Currently, this issue is the same as the open issue #159 in the rvest package, which causes issues where not all fields in a form have a type value. This buy may be fixed in a future release.

However, we can work around the issue by monkey patching the underlying function rvest:::submit_request.

The core problem is the helper function is_submit. Initially, it's defined like this:

is_submit <- function(x) tolower(x$type) %in% c("submit", 
        "image", "button")

As logical as this is, however, it fails in two scenarios:

  1. There is no type element.
  2. The type element is NULL.

Both of these happen to occur on the United login form. We can resolve this by adding two checks inside the function.

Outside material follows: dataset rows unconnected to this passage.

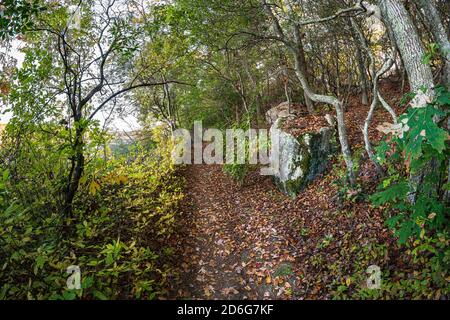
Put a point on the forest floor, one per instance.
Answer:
(253, 242)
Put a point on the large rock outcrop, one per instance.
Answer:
(303, 157)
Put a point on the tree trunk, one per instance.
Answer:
(304, 69)
(434, 22)
(76, 171)
(420, 75)
(408, 42)
(362, 73)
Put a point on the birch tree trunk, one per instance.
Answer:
(408, 42)
(419, 74)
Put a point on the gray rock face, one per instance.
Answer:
(301, 159)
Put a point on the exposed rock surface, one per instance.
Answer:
(280, 111)
(301, 158)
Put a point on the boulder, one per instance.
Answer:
(301, 158)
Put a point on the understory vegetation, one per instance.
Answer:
(83, 189)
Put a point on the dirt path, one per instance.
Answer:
(231, 249)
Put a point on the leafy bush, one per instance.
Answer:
(413, 193)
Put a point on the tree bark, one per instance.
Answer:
(408, 42)
(419, 75)
(434, 22)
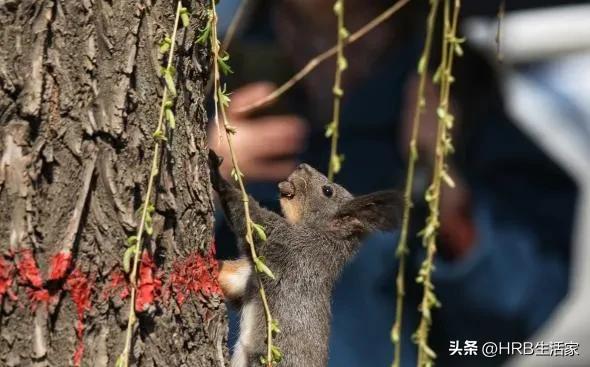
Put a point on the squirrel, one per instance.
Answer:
(306, 249)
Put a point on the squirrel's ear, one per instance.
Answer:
(377, 211)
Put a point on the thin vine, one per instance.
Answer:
(451, 45)
(332, 130)
(317, 60)
(221, 101)
(147, 208)
(402, 247)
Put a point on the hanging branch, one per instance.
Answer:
(332, 130)
(145, 224)
(451, 45)
(402, 246)
(221, 101)
(316, 61)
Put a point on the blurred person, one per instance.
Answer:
(545, 77)
(505, 230)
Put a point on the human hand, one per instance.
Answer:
(266, 147)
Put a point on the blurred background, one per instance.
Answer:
(513, 260)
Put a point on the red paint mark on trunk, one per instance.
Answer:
(195, 273)
(80, 288)
(7, 273)
(59, 264)
(149, 283)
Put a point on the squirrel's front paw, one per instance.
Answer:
(214, 164)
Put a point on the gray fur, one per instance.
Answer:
(306, 258)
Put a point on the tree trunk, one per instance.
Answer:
(80, 95)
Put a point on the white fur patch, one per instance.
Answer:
(234, 277)
(240, 356)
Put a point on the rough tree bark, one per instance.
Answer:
(79, 100)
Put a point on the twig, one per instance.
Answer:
(332, 130)
(228, 38)
(221, 100)
(313, 63)
(124, 357)
(450, 47)
(402, 247)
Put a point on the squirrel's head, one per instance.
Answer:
(308, 197)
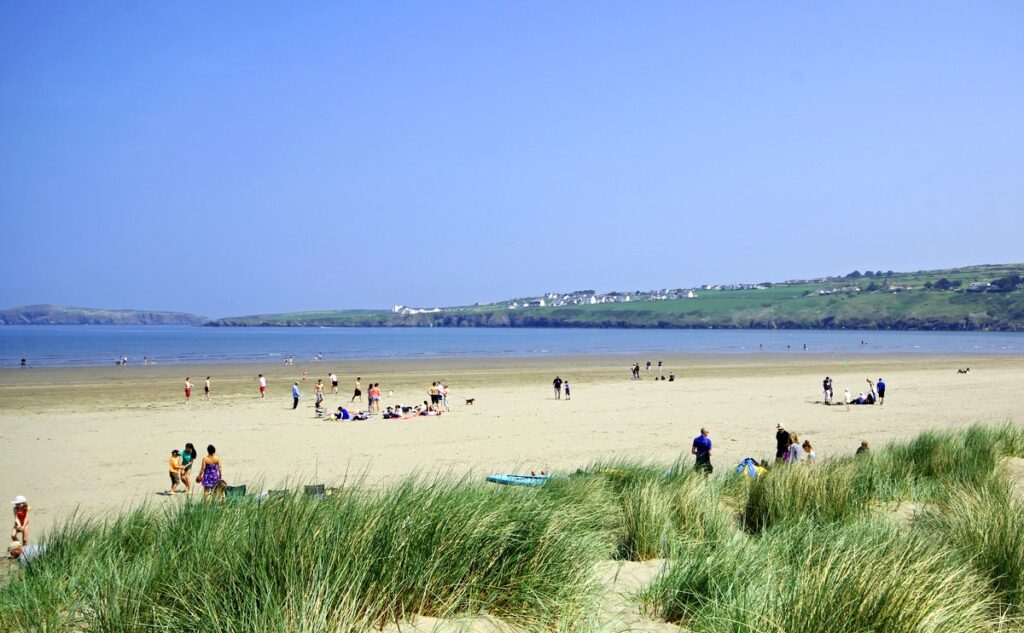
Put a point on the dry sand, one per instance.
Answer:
(98, 438)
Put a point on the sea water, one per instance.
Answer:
(94, 345)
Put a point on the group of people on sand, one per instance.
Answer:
(560, 384)
(788, 450)
(876, 393)
(211, 472)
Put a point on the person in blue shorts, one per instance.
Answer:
(701, 451)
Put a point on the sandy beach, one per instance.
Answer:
(93, 439)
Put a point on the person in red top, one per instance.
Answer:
(20, 519)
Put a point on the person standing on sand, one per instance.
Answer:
(187, 459)
(701, 451)
(210, 473)
(174, 468)
(318, 391)
(20, 519)
(781, 442)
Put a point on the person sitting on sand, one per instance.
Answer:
(20, 519)
(211, 473)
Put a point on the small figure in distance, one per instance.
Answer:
(781, 442)
(357, 393)
(20, 505)
(701, 451)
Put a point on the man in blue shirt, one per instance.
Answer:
(701, 450)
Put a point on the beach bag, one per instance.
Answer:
(749, 467)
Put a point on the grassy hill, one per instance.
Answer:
(68, 315)
(882, 301)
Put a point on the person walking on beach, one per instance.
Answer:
(20, 519)
(701, 451)
(318, 392)
(187, 459)
(211, 471)
(174, 468)
(781, 442)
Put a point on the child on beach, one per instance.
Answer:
(174, 468)
(20, 519)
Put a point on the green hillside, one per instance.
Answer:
(68, 315)
(920, 300)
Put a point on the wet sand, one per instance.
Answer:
(94, 439)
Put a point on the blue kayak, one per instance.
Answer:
(518, 479)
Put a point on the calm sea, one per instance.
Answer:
(91, 345)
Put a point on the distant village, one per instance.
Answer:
(590, 297)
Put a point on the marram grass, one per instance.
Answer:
(801, 549)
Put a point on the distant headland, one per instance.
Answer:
(988, 297)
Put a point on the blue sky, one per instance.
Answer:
(239, 158)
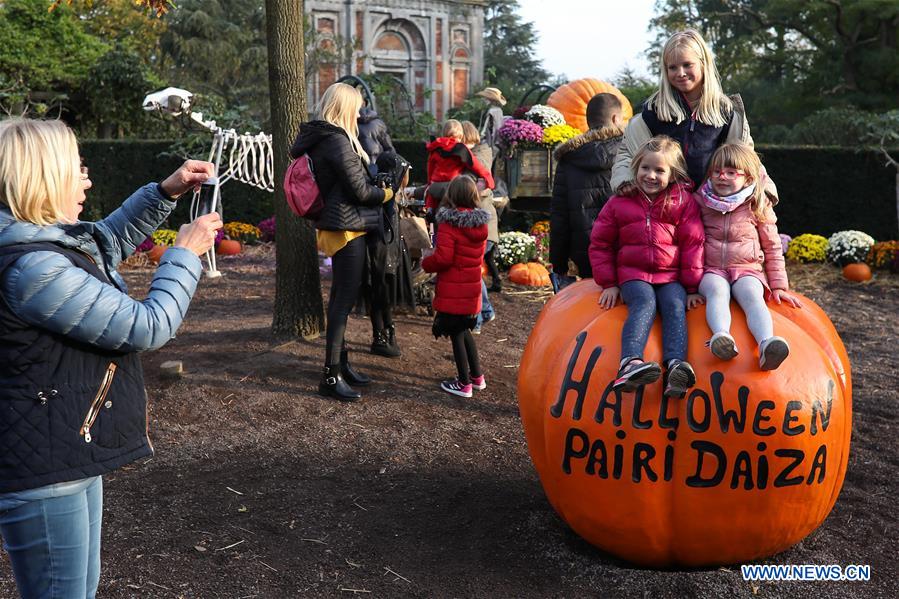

custom.submit_request <- function (form, submit = NULL) 
{
  is_submit <- function(x) {
    if (!exists("type", x) | is.null(x$type)){
      return(F);
    }
    tolower(x$type) %in% c("submit", "image", "button")
  } 
  submits <- Filter(is_submit, form$fields)
  if (length(submits) == 0) {
    stop("Could not find possible submission target.", call. = FALSE)
  }
  if (is.null(submit)) {
    submit <- names(submits)[[1]]
    message("Submitting with '", submit, "'")
  }
  if (!(submit %in% names(submits))) {
    stop("Unknown submission name '", submit, "'.\n", "Possible values: ", 
         paste0(names(submits), collapse = ", "), call. = FALSE)
  }
  other_submits <- setdiff(names(submits), submit)
  method <- form$method
  if (!(method %in% c("POST", "GET"))) {
    warning("Invalid method (", method, "), defaulting to GET", 
            call. = FALSE)
    method <- "GET"
  }
  url <- form$url
  fields <- form$fields
  fields <- Filter(function(x) length(x$value) > 0, fields)
  fields <- fields[setdiff(names(fields), other_submits)]
  values <- pluck(fields, "value")
  names(values) <- names(fields)
  list(method = method, encode = form$enctype, url = url, values = values)
}

To monkey patch, we need to use the R.utils package (install via install.packages("R.utils") if you don't have it).

library(R.utils)

reassignInPackage("submit_request", "rvest", custom.submit_request)

From there, we can issue our own request.

account <- account %>% 
     submit_form(login, "ctl00$ContentInfo$SignInSecure")

And that works!

(Well, "works" is a misnomer. Due to United employing more aggressive authentication requirements -- including known browsers -- this results in a 301 Unauthorized. However, it fixes the error).

A full reproducible example involved a couple of other minor code changes:

library(magrittr)
library(rvest)

url <- "https://www.united.com/web/en-US/apps/account/account.aspx"
account <- html_session(url)
login <- account %>%
  html_nodes("form") %>%
  extract2(1) %>%
  html_form() %>%
  set_values(
    `ctl00$ContentInfo$SignIn$onepass$txtField` = "USER",
    `ctl00$ContentInfo$SignIn$password$txtPassword` = "PASS")
account <- account %>% 
  submit_form(login, "ctl00$ContentInfo$SignInSecure")